Empagliflozin (empagliflozin) is an oral inhibitor of sodium-glucose cotransporter-2 (SGLT-2). SGLT-2 is the transporter responsible for the reabsorption of glucose from glomerular filtrate into the systemic circulation, and by inhibiting SGLT-2, engagliflozin reduces renal reabsorption of filtered glucose and lowers the renal threshold for glucose, thereby increasing urinary glucose excretion. The product can be used for
Glycemic control in adult patients with diabetes, developed by bliringer haghan and li, was approved by the european union 5 months 2014 and by the FDA in the united states 8 months 2014.
The chemical name of engagliflozin is: (1S) -1, 5-anhydro-1-C- [ 4-chloro-3- [ [4- [ [ (3S) -tetrahydro-3-furanyl ] oxy ] phenyl ] methyl ] phenyl ] -D-glucitol.

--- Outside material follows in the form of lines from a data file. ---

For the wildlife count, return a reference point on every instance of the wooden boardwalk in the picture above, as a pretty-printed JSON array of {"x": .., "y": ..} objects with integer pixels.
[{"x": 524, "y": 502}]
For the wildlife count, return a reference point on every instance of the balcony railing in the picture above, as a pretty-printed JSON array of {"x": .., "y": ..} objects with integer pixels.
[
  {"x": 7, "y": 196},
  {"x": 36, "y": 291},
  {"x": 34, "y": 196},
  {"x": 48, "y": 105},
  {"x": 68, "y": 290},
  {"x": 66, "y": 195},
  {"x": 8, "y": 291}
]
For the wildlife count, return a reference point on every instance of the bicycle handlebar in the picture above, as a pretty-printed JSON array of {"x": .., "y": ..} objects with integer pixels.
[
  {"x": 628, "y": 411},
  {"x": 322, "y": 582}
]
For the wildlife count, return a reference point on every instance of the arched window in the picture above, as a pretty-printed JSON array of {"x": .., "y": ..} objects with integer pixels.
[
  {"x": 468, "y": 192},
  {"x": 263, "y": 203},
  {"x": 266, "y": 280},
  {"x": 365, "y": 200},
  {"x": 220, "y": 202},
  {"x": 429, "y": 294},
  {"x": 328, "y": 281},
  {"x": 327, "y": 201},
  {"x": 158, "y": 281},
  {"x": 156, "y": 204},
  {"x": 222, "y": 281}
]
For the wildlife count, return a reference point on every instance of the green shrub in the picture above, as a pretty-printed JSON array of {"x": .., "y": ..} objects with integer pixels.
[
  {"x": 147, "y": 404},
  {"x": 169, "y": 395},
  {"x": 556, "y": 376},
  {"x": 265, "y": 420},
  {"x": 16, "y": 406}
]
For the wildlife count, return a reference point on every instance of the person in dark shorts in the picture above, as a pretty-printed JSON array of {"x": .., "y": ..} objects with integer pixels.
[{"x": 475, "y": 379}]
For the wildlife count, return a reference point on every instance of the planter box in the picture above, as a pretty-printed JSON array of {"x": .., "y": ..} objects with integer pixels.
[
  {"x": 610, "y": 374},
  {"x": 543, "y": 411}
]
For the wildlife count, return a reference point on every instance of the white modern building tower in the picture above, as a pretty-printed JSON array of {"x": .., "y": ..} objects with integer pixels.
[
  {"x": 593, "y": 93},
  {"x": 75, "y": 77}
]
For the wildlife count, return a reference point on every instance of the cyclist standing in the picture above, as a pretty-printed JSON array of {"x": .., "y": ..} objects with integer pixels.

Engagliflozin is white to light yellow, a hygroscopic powder. Very slightly soluble in water, poorly soluble in methanol, slightly soluble in ethanol and acetonitrile, soluble in 50% acetonitrile in water, and practically insoluble in toluene. In view of the poor solubility of engagliflozin, it is often necessary to perform pulverization and micronization and then to manufacture solid oral preparations such as tablets or capsules to increase the solubility of the drug.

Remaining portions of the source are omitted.